Server-driven UI (SDUI)
Server-driven UI (SDUI) is a way of building user interfaces that are specified on the server.
The gist of the concept:
- You build a library of UI components the usual way in your web app or mobile app (say, a bunch af React components or Swift UI components).
- For your app’s various pages and screens, rather than hard-code a composition of these components (with hard-coded props, content, etc.), you specify this composition as some data structure (say, some JSON schema).
- You store and manage this data structure on the server, so that it’s easily edited.
- In your app, when rendering a page or screen, you first query this data structure from the server, and then render the page or screen based on this spec.
Some benefits and characteristics of this approach:
- Nimble: You can quickly update your UI without redeploying your app and going through any app store publish process.
- Platform-independent: You can control your UIs this same way across platforms, whether web or mobile.
- Dynamic: You can more easily make your UI dynamic with respect to the user’s persisted data.
It’s very similar to using a headless CMS in spirit, but SDUI more specifically describes use cases that are geared toward building user interfaces rather than (say) blog posts.
You can also learn more about a real-world case study of SDUI in A Deep Dive into Airbnb’s Server-Driven UI System.
Plasmic is a visual editor that exposes its model representation via API, so it fits the SDUI use case naturally.

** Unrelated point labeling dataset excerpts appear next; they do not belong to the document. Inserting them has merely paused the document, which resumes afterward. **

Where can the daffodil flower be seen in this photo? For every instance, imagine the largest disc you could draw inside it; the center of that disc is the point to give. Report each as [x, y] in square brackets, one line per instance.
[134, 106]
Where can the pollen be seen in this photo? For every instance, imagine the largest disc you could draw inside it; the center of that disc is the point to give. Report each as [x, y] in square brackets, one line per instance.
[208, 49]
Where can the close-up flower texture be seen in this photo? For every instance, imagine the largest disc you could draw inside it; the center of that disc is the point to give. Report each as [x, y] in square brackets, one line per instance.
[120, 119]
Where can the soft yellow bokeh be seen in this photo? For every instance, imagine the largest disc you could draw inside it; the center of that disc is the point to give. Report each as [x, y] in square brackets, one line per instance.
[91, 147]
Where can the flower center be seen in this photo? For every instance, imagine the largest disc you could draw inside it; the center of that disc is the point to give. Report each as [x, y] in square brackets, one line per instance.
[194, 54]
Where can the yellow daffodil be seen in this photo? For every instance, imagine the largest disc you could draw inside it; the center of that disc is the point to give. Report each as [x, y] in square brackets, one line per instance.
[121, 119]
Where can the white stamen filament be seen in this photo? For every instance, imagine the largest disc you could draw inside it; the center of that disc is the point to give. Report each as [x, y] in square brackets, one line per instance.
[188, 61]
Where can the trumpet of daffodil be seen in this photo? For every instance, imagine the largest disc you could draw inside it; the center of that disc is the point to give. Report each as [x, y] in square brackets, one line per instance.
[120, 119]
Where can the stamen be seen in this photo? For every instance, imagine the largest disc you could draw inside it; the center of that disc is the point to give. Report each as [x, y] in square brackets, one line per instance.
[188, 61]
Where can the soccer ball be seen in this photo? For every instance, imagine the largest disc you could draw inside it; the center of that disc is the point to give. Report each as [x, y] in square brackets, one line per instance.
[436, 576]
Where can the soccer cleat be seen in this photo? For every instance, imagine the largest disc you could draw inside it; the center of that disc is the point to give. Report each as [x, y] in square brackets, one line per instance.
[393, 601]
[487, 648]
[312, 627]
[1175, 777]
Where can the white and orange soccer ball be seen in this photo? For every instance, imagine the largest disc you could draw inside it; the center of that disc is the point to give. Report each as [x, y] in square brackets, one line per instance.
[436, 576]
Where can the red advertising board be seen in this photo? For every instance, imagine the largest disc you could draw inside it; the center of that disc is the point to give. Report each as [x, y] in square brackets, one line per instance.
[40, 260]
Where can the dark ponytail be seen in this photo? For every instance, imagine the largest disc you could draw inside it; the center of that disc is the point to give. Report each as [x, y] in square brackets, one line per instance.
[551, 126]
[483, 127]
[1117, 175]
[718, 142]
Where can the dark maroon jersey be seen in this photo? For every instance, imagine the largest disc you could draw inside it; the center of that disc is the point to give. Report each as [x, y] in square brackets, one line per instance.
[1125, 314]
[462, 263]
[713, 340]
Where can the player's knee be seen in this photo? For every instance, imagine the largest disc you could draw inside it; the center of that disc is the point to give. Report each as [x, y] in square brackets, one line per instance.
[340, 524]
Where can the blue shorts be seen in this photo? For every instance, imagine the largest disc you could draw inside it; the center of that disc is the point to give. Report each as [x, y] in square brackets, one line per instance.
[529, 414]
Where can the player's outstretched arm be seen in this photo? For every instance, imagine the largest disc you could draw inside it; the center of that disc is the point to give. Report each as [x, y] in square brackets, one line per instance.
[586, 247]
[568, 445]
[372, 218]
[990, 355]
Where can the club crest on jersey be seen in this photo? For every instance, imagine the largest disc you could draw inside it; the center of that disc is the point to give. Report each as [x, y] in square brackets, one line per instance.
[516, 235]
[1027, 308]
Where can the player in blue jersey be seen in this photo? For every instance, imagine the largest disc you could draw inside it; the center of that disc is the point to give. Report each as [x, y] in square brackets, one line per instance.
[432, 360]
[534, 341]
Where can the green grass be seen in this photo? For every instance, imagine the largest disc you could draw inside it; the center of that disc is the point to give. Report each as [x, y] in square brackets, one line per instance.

The editing experience being visual means editors are not working with JSON data structures or filling out nested forms, but could be directly seeing and manipulating the UI that they are building. Plasmic users can visually drag-and-drop your existing components to compose some larger screen or experience. Developers can query Plasmic’s API for the latest such arrangement of components to determine how to render them in the corresponding mobile app or web app.
Note that the Plasmic Studio visual editor is a web based platform. So, if you are registering code components, then they will need to be React (DOM) components, since you cannot render iOS components natively in the browser. You’ll need these web-based components for your content creators to drag and drop. Alternatively, you can create these components directly in Plasmic Studio, wielding it as a no-code tool—then you wouldn’t need to register React code components.
You will also need corresponding components for the mobile platforms you’re targeting—or at least, you’ll need the equivalent code path to exist. You are treating the Plasmic components as a data structure—one that your content creators can visually compose and manipulate—and interpreting this data in Swift/Kotlin/React Native into the final rendered elements on the screen.
As an alternative to using native components for these content-driven parts of your app, you can consider using WebViews. These render HTML/CSS directly in specific sections of your app. This makes it possible for you to use Plasmic Studio much more fully as a no-code tool, including all of its rich styling and layout capabilities, without needing to worry about implementing your own native code to render the content. Often, content heavy sections can lend themselves well to rendering HTML/CSS directly in the WebView, and user won’t be able to tell the difference.